The simplicity and robustness of the Elliptic Harmonics makes it an appealing method for contour representation. The results from the previous section show that for contours generated from rasterized images, we will typically require very few coefficients to obtain a perfect reconstruction to pixel accuracy. Further, for shapes of extreme high similarity, we can compute arbitrarily many coefficients to improve the quality of measure.
Elliptic Haromincs are not without their drawbacks. As mentioned in Section 3, while we can achieve rotational invariance, it is somewhat arbitrary. The method assumes the first-order ellipse provides the most information about the shape of the contour, but really it only describes the relative dimensions of the contour. One could image two contours with identical high-frequency oscillations, but very different low-frequency shapes. In such a case, rotations based on the first ellipse are most likely to result in those oscillations being out of phase, and the difference between the two will be large.

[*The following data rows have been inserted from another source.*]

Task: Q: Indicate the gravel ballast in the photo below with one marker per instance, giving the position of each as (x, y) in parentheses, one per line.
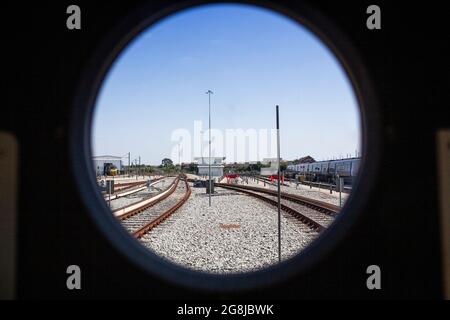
(237, 233)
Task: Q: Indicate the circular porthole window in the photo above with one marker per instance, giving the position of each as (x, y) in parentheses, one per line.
(221, 142)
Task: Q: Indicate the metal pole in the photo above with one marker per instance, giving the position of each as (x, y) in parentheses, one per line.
(209, 162)
(109, 192)
(279, 188)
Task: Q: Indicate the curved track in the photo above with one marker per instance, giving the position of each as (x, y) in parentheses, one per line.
(144, 218)
(318, 216)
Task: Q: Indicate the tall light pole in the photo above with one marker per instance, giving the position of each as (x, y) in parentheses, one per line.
(278, 185)
(209, 92)
(179, 155)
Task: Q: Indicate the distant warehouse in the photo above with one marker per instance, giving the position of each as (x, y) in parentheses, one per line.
(103, 162)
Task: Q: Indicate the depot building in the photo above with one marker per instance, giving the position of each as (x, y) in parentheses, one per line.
(101, 161)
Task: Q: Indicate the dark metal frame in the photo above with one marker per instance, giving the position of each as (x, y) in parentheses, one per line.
(81, 164)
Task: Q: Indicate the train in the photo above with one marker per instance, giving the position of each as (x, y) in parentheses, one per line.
(326, 171)
(110, 170)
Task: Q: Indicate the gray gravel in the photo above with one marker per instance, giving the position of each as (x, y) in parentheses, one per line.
(320, 217)
(238, 233)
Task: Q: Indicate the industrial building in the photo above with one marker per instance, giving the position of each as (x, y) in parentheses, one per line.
(101, 161)
(217, 166)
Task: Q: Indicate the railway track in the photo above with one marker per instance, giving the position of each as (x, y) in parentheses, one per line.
(318, 215)
(142, 218)
(129, 190)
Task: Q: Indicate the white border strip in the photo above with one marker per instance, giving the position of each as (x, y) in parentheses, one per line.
(443, 156)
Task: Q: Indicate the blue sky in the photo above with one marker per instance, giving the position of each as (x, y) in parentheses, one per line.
(252, 59)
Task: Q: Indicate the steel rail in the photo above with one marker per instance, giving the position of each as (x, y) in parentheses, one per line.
(155, 222)
(303, 218)
(133, 212)
(326, 208)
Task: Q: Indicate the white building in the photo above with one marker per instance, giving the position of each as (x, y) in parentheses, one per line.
(216, 166)
(100, 161)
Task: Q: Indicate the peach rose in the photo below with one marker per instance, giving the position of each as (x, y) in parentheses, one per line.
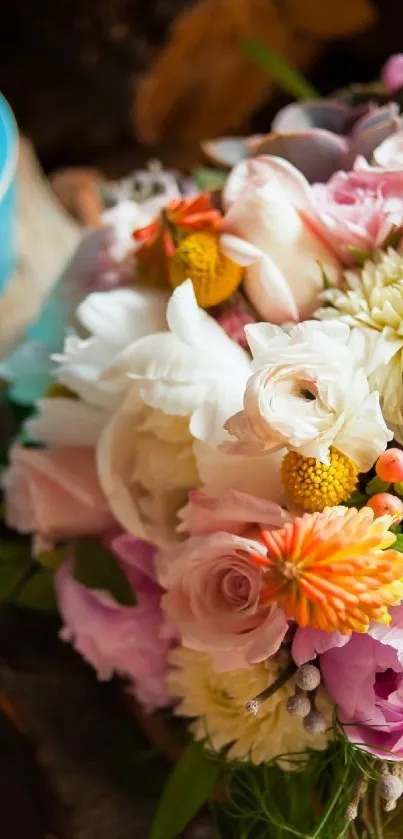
(213, 587)
(55, 494)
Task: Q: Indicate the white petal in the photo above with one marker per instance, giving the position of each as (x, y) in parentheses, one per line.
(269, 293)
(258, 476)
(121, 316)
(66, 422)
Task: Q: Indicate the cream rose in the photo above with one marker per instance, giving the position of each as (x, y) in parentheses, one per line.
(306, 394)
(145, 454)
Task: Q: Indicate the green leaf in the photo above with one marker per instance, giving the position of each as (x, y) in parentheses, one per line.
(51, 559)
(376, 485)
(12, 572)
(398, 545)
(188, 787)
(209, 179)
(38, 592)
(288, 78)
(96, 568)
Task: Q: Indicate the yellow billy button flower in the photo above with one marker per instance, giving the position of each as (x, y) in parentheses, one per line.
(312, 485)
(214, 276)
(332, 570)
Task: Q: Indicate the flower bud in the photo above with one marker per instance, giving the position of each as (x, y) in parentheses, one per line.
(315, 723)
(298, 705)
(390, 787)
(307, 677)
(389, 466)
(385, 504)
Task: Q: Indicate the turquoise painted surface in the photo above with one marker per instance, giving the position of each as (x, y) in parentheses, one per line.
(8, 210)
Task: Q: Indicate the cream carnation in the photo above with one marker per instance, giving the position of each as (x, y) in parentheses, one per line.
(372, 302)
(217, 702)
(306, 394)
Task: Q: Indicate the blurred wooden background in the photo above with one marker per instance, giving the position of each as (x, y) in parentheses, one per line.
(94, 82)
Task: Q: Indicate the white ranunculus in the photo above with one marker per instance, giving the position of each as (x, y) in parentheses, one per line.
(306, 393)
(145, 455)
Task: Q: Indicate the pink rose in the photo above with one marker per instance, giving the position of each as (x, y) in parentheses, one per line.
(389, 154)
(365, 679)
(392, 73)
(132, 641)
(266, 229)
(358, 209)
(55, 494)
(213, 587)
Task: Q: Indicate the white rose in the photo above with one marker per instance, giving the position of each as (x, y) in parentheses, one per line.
(145, 454)
(307, 394)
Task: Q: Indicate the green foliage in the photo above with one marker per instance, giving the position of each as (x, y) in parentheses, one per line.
(14, 564)
(360, 256)
(376, 485)
(38, 592)
(188, 788)
(209, 179)
(96, 568)
(309, 802)
(289, 79)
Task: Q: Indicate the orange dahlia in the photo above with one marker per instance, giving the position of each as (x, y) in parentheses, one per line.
(159, 240)
(331, 571)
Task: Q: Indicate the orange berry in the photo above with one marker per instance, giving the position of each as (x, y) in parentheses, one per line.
(389, 466)
(385, 504)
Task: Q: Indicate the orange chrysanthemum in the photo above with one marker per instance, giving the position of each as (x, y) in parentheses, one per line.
(159, 240)
(331, 571)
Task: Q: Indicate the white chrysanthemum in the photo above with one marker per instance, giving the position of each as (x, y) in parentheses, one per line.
(372, 301)
(372, 297)
(217, 702)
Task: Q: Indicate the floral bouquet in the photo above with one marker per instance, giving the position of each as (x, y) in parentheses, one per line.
(214, 476)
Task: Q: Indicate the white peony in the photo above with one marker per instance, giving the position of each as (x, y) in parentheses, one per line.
(145, 454)
(306, 394)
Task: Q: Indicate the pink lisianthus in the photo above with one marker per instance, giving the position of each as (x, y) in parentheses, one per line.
(358, 209)
(55, 494)
(364, 677)
(213, 588)
(132, 641)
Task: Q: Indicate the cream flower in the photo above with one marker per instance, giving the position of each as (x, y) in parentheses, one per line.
(265, 229)
(145, 457)
(217, 702)
(307, 394)
(113, 320)
(372, 303)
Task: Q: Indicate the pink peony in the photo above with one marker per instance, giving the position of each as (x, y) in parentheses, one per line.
(358, 209)
(55, 494)
(132, 641)
(213, 588)
(364, 677)
(389, 154)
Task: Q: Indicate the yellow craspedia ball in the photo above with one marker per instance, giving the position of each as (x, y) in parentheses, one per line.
(214, 276)
(312, 486)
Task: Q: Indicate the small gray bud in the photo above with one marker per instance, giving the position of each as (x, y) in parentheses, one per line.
(307, 677)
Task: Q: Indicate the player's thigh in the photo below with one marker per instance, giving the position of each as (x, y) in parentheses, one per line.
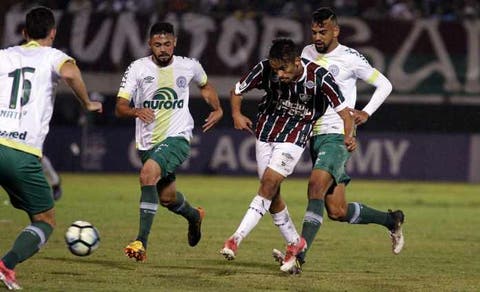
(263, 154)
(22, 177)
(331, 155)
(169, 154)
(285, 157)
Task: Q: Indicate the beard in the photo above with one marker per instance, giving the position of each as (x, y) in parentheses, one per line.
(322, 49)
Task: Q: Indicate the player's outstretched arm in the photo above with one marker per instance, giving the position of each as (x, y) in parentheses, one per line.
(240, 121)
(349, 128)
(382, 90)
(209, 94)
(73, 77)
(123, 110)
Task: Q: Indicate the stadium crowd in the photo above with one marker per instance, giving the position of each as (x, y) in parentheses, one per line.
(446, 10)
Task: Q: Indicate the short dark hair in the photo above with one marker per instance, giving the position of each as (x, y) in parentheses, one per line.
(322, 14)
(161, 28)
(39, 22)
(283, 49)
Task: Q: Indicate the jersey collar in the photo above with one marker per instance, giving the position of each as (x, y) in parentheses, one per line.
(31, 44)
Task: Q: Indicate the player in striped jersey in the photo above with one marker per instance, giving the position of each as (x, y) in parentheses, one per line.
(297, 93)
(160, 83)
(28, 76)
(328, 178)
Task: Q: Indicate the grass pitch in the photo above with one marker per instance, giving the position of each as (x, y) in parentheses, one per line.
(442, 251)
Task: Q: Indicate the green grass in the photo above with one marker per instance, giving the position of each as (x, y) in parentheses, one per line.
(442, 251)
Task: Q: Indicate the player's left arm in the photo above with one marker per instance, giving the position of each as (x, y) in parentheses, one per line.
(70, 72)
(210, 95)
(383, 87)
(349, 128)
(334, 95)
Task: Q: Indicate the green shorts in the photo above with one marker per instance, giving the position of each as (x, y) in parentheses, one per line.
(21, 175)
(328, 152)
(169, 154)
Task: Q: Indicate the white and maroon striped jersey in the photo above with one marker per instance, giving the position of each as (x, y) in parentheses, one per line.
(288, 111)
(346, 65)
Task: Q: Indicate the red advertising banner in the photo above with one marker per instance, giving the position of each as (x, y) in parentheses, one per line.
(426, 57)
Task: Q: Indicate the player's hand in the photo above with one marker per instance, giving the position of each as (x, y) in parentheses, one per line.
(241, 122)
(94, 106)
(212, 119)
(360, 117)
(350, 143)
(146, 115)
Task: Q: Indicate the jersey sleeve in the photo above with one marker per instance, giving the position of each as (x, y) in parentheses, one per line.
(128, 85)
(199, 75)
(58, 58)
(362, 68)
(251, 80)
(330, 89)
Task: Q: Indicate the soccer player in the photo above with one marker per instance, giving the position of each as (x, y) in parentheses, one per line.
(52, 177)
(163, 131)
(28, 76)
(326, 187)
(297, 93)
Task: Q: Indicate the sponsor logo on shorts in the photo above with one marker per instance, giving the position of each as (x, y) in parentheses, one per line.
(14, 135)
(309, 84)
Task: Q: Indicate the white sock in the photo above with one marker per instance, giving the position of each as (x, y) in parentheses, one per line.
(258, 207)
(284, 222)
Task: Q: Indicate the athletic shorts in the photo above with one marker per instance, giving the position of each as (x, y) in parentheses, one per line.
(21, 175)
(328, 152)
(169, 154)
(279, 156)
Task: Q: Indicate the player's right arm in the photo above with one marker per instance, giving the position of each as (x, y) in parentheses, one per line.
(252, 80)
(123, 110)
(240, 121)
(73, 77)
(363, 70)
(128, 88)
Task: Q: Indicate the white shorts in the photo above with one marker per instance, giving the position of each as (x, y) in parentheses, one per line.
(279, 156)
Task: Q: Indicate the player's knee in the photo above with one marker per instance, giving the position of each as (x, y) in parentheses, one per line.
(165, 202)
(315, 190)
(269, 187)
(337, 213)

A human being however, will see this strong similarity of high frequency pattern, and deside the larger dimensional change is not what makes these shapes similar. One better metric for comparison would be to treat each feature of the representation independently. Frequencies, phase-shifts, and amplitudes could be compared, as well as their relationship between one another. However, how these correspond to the ellipses is not clear and may prove problematic.